For several years, one big theme has dominated talk of the future of Asia: As China rises, its neighbors are inevitably drawn into its orbit, currying favor with the region’s new hegemonic power.
The presumed loser is the US, whose wealth and influence are being spent on the wars in Iraq and Afghanistan, and whose economic troubles have eroded its standing in a more dynamic Asia.
But rising friction between China and its neighbors in recent weeks over security issues have handed the US an opportunity to reassert itself, one the Obama administration has been keen to take advantage of. Washington is leaping into the middle of heated territorial disputes between China and Southeast Asian nations, despite stern Chinese warnings to mind its own business.
The US is carrying out naval exercises with South Korea to help Seoul rebuff threats from North Korea, though China is denouncing those exercises, saying they intrude on areas where the Chinese military operates.

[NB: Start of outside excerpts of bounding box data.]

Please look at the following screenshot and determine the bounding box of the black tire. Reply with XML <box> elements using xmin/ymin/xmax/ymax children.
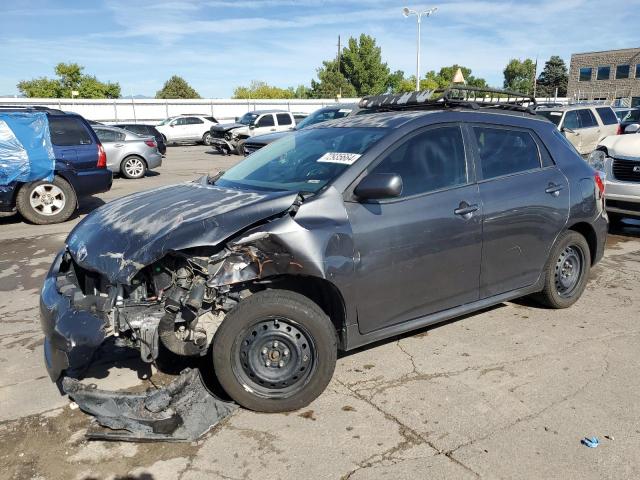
<box><xmin>120</xmin><ymin>155</ymin><xmax>147</xmax><ymax>180</ymax></box>
<box><xmin>16</xmin><ymin>176</ymin><xmax>78</xmax><ymax>225</ymax></box>
<box><xmin>534</xmin><ymin>230</ymin><xmax>591</xmax><ymax>309</ymax></box>
<box><xmin>212</xmin><ymin>290</ymin><xmax>338</xmax><ymax>412</ymax></box>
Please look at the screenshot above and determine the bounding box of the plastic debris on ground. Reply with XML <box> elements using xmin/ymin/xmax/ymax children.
<box><xmin>580</xmin><ymin>437</ymin><xmax>600</xmax><ymax>448</ymax></box>
<box><xmin>62</xmin><ymin>369</ymin><xmax>237</xmax><ymax>442</ymax></box>
<box><xmin>0</xmin><ymin>112</ymin><xmax>56</xmax><ymax>186</ymax></box>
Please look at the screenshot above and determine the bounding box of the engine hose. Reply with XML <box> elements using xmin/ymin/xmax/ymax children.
<box><xmin>158</xmin><ymin>313</ymin><xmax>202</xmax><ymax>357</ymax></box>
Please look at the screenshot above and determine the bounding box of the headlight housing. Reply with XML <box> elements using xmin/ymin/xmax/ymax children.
<box><xmin>587</xmin><ymin>150</ymin><xmax>607</xmax><ymax>172</ymax></box>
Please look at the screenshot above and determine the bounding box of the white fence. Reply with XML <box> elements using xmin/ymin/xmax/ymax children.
<box><xmin>0</xmin><ymin>98</ymin><xmax>568</xmax><ymax>124</ymax></box>
<box><xmin>0</xmin><ymin>98</ymin><xmax>359</xmax><ymax>124</ymax></box>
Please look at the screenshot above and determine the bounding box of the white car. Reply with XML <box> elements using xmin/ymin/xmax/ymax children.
<box><xmin>588</xmin><ymin>135</ymin><xmax>640</xmax><ymax>222</ymax></box>
<box><xmin>156</xmin><ymin>115</ymin><xmax>218</xmax><ymax>145</ymax></box>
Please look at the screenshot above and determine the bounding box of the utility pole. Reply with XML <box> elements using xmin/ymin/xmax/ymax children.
<box><xmin>338</xmin><ymin>35</ymin><xmax>342</xmax><ymax>98</ymax></box>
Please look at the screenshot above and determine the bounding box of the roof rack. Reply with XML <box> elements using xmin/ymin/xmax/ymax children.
<box><xmin>359</xmin><ymin>86</ymin><xmax>537</xmax><ymax>115</ymax></box>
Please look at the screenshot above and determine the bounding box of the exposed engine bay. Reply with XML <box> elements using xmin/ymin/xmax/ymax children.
<box><xmin>57</xmin><ymin>238</ymin><xmax>295</xmax><ymax>368</ymax></box>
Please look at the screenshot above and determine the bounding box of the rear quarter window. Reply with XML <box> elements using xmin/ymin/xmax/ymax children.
<box><xmin>596</xmin><ymin>107</ymin><xmax>618</xmax><ymax>125</ymax></box>
<box><xmin>49</xmin><ymin>116</ymin><xmax>93</xmax><ymax>147</ymax></box>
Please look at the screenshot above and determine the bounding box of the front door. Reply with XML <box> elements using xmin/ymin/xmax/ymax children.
<box><xmin>471</xmin><ymin>125</ymin><xmax>569</xmax><ymax>298</ymax></box>
<box><xmin>346</xmin><ymin>124</ymin><xmax>482</xmax><ymax>333</ymax></box>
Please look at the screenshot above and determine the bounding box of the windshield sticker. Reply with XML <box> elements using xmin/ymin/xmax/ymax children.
<box><xmin>318</xmin><ymin>152</ymin><xmax>361</xmax><ymax>165</ymax></box>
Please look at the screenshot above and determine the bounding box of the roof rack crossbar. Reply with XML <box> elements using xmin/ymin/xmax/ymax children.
<box><xmin>359</xmin><ymin>86</ymin><xmax>537</xmax><ymax>113</ymax></box>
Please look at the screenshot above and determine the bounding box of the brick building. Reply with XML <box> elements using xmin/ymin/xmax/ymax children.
<box><xmin>567</xmin><ymin>48</ymin><xmax>640</xmax><ymax>106</ymax></box>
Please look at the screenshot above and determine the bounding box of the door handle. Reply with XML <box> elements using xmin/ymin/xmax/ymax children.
<box><xmin>453</xmin><ymin>202</ymin><xmax>478</xmax><ymax>219</ymax></box>
<box><xmin>544</xmin><ymin>183</ymin><xmax>564</xmax><ymax>197</ymax></box>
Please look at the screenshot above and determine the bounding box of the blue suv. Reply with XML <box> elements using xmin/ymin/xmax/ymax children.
<box><xmin>0</xmin><ymin>106</ymin><xmax>112</xmax><ymax>225</ymax></box>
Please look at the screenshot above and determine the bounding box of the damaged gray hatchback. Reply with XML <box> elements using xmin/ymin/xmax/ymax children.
<box><xmin>41</xmin><ymin>89</ymin><xmax>608</xmax><ymax>412</ymax></box>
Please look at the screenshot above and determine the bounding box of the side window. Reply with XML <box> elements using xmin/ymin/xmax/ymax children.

Meanwhile, China’s increasingly tense standoff with Japan over a Chinese fishing trawler captured by Japanese ships in disputed waters is pushing Japan back under the American security umbrella. Wen Jiabao, the Chinese prime minister, has refused to meet with his Japanese counterpart, Naoto Kan. On Tuesday, he threatened Japan with “further action” if it did not unconditionally release the fishing captain.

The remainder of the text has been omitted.